The structural fix is the Citation Fidelity Protocol: every citation now carries a typed claim card — what kind of object is being claimed, under what scope conditions — with a verbatim anchor pinned by SHA-256 to the source, verified mechanically and by a dedicated citation adversary role. A citation that can't produce its anchor doesn't pass.
Takeaways
- Measure your gates or you don't have gates. An agent organization that has never been calibrated against ground truth is a vibe, not a quality-control system. Seeded corpora with sealed labels are cheap to build relative to what they tell you.
- Skeptical priors are not free. "Reject by default" feels rigorous and silently destroys specificity. If a rule can't show a sensitivity benefit, its only output is killed good work.
- Pre-register against yourself. Same discipline as my validation-crisis paper: predictions frozen before results, failures reported in the same units as successes. The system retracted its own showcase exhibit. That's the gate rule applied to its author.
- Agents misread citations confidently.
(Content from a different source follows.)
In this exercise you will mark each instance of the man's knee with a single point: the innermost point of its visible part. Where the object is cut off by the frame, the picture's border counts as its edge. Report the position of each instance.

Pin every citation to a verbatim, hash-anchored quote or assume some fraction of your literature grounding is wrong.
The full artifact — all 39 roles, the calibration corpus, every verdict, the pre-registration, the provenance trail for every abandonment — is open: GitHub, archived with DOI 10.5281/zenodo.20645678. Code MIT, docs CC BY 4.0. A fresh clone plus make reproduce regenerates every number above.